The collapse of Enron led to a transformation in the way American companies are held to account for their accounts. The Sarbanes-Oxley Act introduced new legal responsibilities on company directors and created a legislatively backed regulator with teeth. In contrast, the UK persisted with a form of self regulation. Until now.
The recent reviews of the audit system by the UK Competition and Markets Authority (CMA), the Kingman Review of the Financial Reporting Council and the House of Commons Business, Energy and Industrial Strategy Committee are major steps towards filling that gap and boosting accountability. But they also include a range of measures to change the way the market works.
This kind of potentially transformational programme has the ability to address systemic failings, but if it is not designed in the right way it could just as easily miss the mark, or even make things worse.
Fortunately there are decades of research into what works and what doesn’t in audit regulation. Unfortunately, the CMA does not seem to have paid as much attention to that evidence as it should have.
The CMA is right to look at the way the big four combine audit services with advisory offers to clients. There is a strong case for preventing auditors offering consultancy services to the same corporation they audit– a position some of the accounting firms have adopted. What is riskier is proposals to split the accounting firms into separately managed organisations or even break them up. This proposal is at odds with existing research which convincingly shows that audit quality is enhanced when accounting firms offer both audit and advice services. It is common practice for audit firms to borrow expertise from their advisory branches if very complex audit problems arise. Arguably, it will be impossible for audit firms to develop the same level of expertise in audit-only firms as present in their advisory service departments.
Similarly, proposals for double audits miss what the evidence tells us. There is, in fact, evidence that voluntary joint audits can be effective in driving up quality. The evidence -albeit scant- for mandatory joint audits is the opposite – as one firm has the potential to free-ride on the work of the other.
The CMA review of the market provides many true elements, and the Kingman review’s proposals may strengthen oversight and regulation. However, many of the proposals the CMA put forward seem to ignore results in the audit literature. That research points to three steps that could be considered.
First, research shows that companies enhance their access to the capital market funding if they have their financial statements voluntarily audited. This occurs as voluntary audits allow companies to differentiate themselves from companies that dispense with being audited; they suffer downgrades to their credit ratings because avoiding an audit sends a negative signal and removes its assurance value. In the current system, companies that must have their financial statements audited are less able to emit such a signal.
Second, there is potential to go further around the responsibility of companies. Research shows that after it became compulsory for companies in the USA to state that their accounting information systems works orderly, the quality of these systems have improved, which reduces the risk of auditors making mistakes.
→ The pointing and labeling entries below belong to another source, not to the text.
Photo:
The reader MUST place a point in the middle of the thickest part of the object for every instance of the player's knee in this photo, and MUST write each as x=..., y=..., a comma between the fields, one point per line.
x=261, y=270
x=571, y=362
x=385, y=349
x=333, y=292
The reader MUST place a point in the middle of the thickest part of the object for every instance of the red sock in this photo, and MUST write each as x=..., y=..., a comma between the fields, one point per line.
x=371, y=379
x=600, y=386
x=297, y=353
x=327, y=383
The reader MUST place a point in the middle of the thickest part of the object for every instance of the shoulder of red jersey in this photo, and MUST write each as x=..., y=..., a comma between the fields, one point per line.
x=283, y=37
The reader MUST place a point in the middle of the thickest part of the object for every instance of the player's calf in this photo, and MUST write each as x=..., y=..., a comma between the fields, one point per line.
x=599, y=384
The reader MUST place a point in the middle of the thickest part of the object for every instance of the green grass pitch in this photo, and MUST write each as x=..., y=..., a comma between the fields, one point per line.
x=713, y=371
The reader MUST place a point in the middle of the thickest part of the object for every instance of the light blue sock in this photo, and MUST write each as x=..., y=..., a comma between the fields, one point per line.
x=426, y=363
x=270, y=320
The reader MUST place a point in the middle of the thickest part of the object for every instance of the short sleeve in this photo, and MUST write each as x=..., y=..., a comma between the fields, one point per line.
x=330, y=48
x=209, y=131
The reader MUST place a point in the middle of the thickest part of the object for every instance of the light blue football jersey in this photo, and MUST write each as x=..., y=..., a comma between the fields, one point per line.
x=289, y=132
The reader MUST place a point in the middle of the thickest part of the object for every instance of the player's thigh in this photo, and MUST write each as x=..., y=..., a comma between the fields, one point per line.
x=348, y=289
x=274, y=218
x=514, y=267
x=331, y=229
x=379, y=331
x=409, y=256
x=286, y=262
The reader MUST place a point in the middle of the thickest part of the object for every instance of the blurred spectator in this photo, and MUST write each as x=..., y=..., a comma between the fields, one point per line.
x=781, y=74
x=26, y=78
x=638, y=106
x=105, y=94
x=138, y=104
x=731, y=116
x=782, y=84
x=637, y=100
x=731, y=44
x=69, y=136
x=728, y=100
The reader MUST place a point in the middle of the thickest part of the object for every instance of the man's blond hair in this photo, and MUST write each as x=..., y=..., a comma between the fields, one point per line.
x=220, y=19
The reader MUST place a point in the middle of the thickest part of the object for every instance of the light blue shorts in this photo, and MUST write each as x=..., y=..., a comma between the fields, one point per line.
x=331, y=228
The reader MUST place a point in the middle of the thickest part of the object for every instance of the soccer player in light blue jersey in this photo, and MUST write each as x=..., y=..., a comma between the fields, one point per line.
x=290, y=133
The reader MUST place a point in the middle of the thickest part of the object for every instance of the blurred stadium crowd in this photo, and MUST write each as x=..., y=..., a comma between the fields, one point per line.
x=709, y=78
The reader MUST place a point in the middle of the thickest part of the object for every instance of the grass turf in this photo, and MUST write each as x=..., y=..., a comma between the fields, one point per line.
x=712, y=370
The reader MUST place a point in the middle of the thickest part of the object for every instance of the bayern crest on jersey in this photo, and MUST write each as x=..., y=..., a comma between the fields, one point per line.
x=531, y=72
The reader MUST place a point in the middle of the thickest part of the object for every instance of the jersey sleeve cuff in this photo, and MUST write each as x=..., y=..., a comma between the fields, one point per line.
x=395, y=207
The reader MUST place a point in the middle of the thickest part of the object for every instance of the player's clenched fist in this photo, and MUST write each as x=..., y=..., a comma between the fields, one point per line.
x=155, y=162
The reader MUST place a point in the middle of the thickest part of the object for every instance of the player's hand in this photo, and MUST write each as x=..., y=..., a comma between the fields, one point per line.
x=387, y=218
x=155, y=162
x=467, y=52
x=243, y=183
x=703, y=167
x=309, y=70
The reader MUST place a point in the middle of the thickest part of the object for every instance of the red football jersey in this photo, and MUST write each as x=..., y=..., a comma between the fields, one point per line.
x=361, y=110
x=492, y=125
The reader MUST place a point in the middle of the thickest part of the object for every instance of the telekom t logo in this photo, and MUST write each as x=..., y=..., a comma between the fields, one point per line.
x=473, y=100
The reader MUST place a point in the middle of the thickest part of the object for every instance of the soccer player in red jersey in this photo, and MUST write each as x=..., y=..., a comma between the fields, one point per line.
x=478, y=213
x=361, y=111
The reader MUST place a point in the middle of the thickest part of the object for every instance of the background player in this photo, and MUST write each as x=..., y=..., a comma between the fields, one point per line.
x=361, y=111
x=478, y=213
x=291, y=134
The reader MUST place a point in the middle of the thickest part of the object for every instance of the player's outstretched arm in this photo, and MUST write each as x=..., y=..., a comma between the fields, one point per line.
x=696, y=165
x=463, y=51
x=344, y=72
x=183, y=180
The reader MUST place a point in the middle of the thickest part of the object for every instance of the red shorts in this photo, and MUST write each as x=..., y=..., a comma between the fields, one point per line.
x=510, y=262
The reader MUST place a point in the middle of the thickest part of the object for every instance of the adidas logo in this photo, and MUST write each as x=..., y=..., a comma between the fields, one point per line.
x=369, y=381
Third, it is important that regulators make sure that the audit committee, rather than the executive committee, take the lead in appointing auditors and managing audit engagements. Research shows that the quality of financial statements improves if non-executives get more actively involved in the work the auditor performs.
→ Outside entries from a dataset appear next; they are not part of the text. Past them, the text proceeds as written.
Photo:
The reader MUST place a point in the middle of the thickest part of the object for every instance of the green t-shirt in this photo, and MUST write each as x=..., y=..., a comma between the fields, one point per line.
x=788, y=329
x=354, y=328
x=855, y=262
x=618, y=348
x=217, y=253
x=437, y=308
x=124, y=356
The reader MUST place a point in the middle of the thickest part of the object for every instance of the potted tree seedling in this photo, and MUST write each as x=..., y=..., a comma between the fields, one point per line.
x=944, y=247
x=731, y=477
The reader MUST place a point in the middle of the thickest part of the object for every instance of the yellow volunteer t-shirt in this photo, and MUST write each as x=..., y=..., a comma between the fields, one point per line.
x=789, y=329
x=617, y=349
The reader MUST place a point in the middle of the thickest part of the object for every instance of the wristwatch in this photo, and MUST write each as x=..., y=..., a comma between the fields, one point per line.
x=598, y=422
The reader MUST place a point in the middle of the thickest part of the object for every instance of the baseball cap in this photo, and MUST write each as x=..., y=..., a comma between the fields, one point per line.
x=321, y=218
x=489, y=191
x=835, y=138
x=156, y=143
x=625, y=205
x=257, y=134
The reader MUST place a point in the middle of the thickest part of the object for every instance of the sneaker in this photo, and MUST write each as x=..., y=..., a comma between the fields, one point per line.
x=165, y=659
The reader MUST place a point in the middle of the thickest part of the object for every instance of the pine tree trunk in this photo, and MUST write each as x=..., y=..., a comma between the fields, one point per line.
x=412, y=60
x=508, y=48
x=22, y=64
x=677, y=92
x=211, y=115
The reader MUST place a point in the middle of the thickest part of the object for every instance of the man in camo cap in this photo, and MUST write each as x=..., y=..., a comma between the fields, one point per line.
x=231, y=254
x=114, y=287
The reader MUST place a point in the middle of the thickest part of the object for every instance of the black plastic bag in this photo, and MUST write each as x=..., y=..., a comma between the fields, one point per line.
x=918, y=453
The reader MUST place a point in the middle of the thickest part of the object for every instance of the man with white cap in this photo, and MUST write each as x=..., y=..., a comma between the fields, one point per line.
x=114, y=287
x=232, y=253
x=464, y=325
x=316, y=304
Stepping back from the specific policy approach, it is also important to consider what outcome we are trying to achieve.
If society indeed requires that accounting professionals are not allowed to make mistakes, society will have to be prepared to pay a much higher assurance fee than it currently pays. For instance, Shell payed in 2014 an audit fee that amounts to 0.01% of total Sales to have its financial statements audited. The current fee structure is based on the assumption that society is willing to pay less than an audit providing full certainty (which cannot be achieved anyhow) would require.
The alternative to driving towards zero error is to come at the issue from both ends: policy to drive up quality and education to improve comprehension of what an audit means. Within an audit, many numbers are forward looking (e.g. fair values) and are therefore accurate within a range, rather than that precisely capturing a precise number. While technology will shift this over time, audits are based on samples of data and examine numbers that are uncertain by nature so can never catch every error. If society doesn’t recognise those parameters, and instead expect that auditors achieve 100% accurateness, we are condemning our policy makers to inevitable and perpetual failure whatever they propose.
Jan Bouwens is professor of accounting at the University of Amsterdam and research fellow at Cambridge University Judge Business School.